The weakness with quasi-experimental studies is that we can’t be as sure as we can with random assignment that any increase in sales is attributable to the coupon or just differences between the markets.

Correlational Study

A correlational study, as the name suggests, is when we look at the relationship between two variables and report the correlation. For example, we’ve often examined the relationship between product usability and likelihood to recommend—it’s a strong positive correlation (meaning ease is strongly associated, and likely predicts, much of why users do and don’t recommend products).

Two famous examples of correlational studies come from the area of problem frequency and severity. Robert Virzi in 1992 found that more frequently occurring problems tended to be the more severe ones (he found a correlation of r =.46). In attempting to replicate Virzi’s findings, Jim Lewis didn’t find a correlation[pdf] between severity and frequency (a correlation not significantly different than 0).

While both studies provided valuable results, they didn’t have random assignment and the independent variables weren’t manipulated–which lessens the internal validity of the findings.

Single Subject Study

It’s often the case that getting access to participants is extremely difficult. For example, we might be interested in whether a new interface to a PET scanner reduces the time it takes attending radiologists to adjust a setting on the scanner.

If we had access to one of these users, we could ask them to perform a task on the existing software version three times, record how long it took to complete, then have them attempt the same task three times on the new software, and finally have them attempt it again three times on the old version. A graph of what this might look like is shown below.

This type of single subject study uses what’s called an ABA condition (where A is the existing software and B is the new software).  The repeated trials help establish stability in our measures and increases the internal validity of our finding (as much as you can from a single subject).

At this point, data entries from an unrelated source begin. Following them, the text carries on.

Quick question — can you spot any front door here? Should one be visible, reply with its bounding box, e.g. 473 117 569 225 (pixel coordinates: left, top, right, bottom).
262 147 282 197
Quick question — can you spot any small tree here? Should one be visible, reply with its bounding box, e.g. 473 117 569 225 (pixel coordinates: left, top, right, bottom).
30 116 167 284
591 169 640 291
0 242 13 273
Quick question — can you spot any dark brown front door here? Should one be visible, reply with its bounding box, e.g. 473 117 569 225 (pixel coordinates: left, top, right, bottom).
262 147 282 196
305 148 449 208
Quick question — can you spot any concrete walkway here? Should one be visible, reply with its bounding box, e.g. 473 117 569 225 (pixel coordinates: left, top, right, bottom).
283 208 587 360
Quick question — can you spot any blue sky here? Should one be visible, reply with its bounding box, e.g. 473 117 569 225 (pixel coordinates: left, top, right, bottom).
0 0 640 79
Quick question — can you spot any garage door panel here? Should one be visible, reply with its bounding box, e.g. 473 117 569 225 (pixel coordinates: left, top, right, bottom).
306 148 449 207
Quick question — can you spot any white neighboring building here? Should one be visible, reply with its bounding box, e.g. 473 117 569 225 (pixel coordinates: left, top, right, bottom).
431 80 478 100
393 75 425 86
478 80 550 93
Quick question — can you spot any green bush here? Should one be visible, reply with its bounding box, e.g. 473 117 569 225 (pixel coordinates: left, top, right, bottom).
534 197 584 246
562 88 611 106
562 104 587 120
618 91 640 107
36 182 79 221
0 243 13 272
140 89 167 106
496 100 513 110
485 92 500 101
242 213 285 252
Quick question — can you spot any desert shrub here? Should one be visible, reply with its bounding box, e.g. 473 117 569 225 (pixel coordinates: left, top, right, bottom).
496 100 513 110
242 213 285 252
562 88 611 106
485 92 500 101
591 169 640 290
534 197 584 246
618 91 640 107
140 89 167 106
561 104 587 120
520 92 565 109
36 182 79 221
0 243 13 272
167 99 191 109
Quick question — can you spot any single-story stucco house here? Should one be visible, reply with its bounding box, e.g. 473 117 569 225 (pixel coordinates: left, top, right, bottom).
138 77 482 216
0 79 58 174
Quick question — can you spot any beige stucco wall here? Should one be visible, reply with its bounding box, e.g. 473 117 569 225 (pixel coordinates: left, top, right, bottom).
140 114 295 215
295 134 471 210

The obvious limitation with the single subject design is generalizability. We have provided evidence by manipulating an independent variable (the software) that task time goes down for one user, but there could be a number of variables we aren’t accounting for. For this reason, single subject designs aren’t used very often in user research. However, case studies are more popular at UX conferences and applying this single subject services where possible can bring more rigor to the conclusions.

You can actually use more than one participant in a single-subject design (for example, 2 or 3 radiologists) and use the same technique to establish the pattern. To be more sophisticated in your analysis you can also use Time Series Analysis to examine trends over time and by condition for each user or the data in aggregate.